Rice, who is single, works 14-hour days, and since 9/11 no member of President Bush's team has spent more time consulting him on foreign policy issues. She is a key strategist in the campaign against terrorism. According to Businessweek, she is probably the most influential national security adviser since Henry Kissinger in the 1970s.
She has been active in helping the president devise a strategy for brokering peace between Israel and Palestine. And she recently displayed grace under attack as she weathered the barrage of media interrogations following revelations that perhaps the White House didn't act on early warnings about the September 11 attacks. "There was no specific time, place, or method mentioned," she calmly told reporters.
It wasn't the first time Rice has been embroiled in public controversy. As provost of Stanford University, over the vocal opposition of many faculty and students, Rice navigated difficult fiscal waters. She chopped tens of millions of dollars from Stanford's debt-ridden budget and saw the school emerge two years later with balanced books and the promise of a fresh infusion of funding from impressed benefactors.
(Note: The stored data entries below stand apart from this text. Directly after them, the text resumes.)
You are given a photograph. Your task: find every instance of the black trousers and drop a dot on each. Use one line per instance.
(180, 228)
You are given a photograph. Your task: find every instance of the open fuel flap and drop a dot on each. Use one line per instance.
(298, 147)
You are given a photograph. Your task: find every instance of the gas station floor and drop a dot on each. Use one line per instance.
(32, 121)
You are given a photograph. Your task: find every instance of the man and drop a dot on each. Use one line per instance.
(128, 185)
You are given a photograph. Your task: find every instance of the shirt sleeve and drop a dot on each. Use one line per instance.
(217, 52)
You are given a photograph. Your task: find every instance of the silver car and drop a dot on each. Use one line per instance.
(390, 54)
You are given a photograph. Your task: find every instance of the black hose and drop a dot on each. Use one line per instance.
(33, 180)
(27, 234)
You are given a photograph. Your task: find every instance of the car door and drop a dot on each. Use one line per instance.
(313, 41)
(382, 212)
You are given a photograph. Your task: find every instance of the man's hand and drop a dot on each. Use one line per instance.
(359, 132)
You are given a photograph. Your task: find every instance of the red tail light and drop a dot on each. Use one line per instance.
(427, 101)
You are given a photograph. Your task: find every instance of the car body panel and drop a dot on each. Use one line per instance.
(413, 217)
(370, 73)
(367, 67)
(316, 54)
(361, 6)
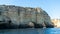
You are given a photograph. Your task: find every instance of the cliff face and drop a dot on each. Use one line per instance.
(33, 17)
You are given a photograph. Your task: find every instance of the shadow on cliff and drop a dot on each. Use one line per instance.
(10, 25)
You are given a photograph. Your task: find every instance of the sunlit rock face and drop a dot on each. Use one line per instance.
(24, 16)
(56, 22)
Though her hardnosed decisions won her plenty of enemies, she also gained the respect and affection of many and proved herself to be a rock-solid manager as well as a vigorous scholar. "Condi was not running any popularity contest," Stanford political science professor and Rice's longtime friend Coit Blacker told The Washington Post after her appointment as national security adviser. "She was effective as provost because of her ability to make tough decisions and stick to them even if they made people unhappy."
Daniel Clendenin, another Rice acquaintance, who heads the graduate staff of InterVarsity Christian Fellowship at Stanford, says he admires Rice's courage and faith. "She is a woman of prayer," he says.
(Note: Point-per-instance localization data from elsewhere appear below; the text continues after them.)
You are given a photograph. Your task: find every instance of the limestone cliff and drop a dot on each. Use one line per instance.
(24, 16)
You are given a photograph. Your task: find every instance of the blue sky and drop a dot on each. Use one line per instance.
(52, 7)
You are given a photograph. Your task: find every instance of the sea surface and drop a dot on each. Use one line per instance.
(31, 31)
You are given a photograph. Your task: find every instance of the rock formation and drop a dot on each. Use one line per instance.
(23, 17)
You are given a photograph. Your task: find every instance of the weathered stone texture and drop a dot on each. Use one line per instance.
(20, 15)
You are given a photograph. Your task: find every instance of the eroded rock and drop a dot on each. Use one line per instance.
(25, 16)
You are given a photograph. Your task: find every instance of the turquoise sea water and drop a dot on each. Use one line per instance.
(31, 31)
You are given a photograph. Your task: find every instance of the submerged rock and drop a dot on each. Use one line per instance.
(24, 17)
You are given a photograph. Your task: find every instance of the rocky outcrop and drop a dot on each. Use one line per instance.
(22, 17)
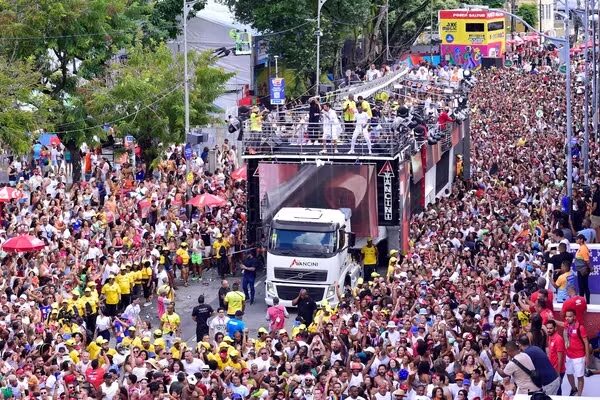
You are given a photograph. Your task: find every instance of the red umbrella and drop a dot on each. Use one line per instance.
(7, 194)
(55, 140)
(23, 244)
(240, 174)
(207, 200)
Faith, hope, and education
Condoleezza Rice ("Condi" to those who know her well) was born on November 14, 1954, in Birmingham, Alabama. The Alabama of Rice's childhood was a strange world of legislated racism, where often the first words that black children learned to read were on the signs above water fountains and on restroom doors: COLORED ONLY.
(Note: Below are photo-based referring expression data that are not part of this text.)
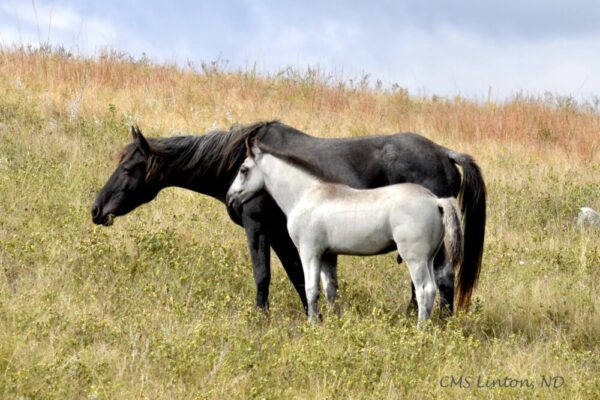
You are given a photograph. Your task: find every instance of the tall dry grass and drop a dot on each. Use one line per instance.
(161, 304)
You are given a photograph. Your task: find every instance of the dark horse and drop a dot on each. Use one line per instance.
(208, 164)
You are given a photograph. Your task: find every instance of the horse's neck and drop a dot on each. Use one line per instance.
(287, 184)
(205, 179)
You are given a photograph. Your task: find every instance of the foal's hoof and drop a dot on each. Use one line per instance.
(411, 310)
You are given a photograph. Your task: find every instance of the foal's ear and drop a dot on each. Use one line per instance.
(140, 140)
(249, 152)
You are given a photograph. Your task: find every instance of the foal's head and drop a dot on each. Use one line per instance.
(249, 179)
(129, 186)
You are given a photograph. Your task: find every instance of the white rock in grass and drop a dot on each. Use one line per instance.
(588, 217)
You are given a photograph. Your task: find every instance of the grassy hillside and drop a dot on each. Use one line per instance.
(161, 305)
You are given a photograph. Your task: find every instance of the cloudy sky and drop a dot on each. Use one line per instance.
(443, 47)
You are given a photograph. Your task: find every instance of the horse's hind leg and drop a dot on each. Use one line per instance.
(329, 280)
(422, 277)
(444, 279)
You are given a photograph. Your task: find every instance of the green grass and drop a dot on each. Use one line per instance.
(161, 305)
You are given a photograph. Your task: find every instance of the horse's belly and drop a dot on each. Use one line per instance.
(359, 236)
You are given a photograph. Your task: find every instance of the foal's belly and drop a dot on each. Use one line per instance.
(356, 234)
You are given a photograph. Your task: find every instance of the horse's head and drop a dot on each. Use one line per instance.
(129, 186)
(248, 181)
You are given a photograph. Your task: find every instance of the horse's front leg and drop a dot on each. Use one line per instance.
(286, 250)
(329, 280)
(258, 244)
(311, 264)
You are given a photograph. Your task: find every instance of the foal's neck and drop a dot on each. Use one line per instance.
(286, 183)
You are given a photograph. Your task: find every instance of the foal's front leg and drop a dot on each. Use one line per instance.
(329, 280)
(311, 265)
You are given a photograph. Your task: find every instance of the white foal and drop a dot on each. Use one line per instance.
(325, 219)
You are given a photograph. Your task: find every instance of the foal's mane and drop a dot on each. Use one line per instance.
(215, 151)
(292, 159)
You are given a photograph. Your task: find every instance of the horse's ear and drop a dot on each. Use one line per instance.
(140, 140)
(249, 152)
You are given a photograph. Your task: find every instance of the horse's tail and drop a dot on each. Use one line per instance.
(472, 199)
(453, 236)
Her devoted parents—Angelena, who taught music and science at an all-black high school, and John, who pastored Birmingham's Westminster Presbyterian Church, was dean of the historically black Stillman College, and later the vice chancellor of the University of Denver—saw to it that their daughter had the best things in life. Though not without struggle, they gave her a rare family pedigree, a devout faith, and a strong sense of self-worth.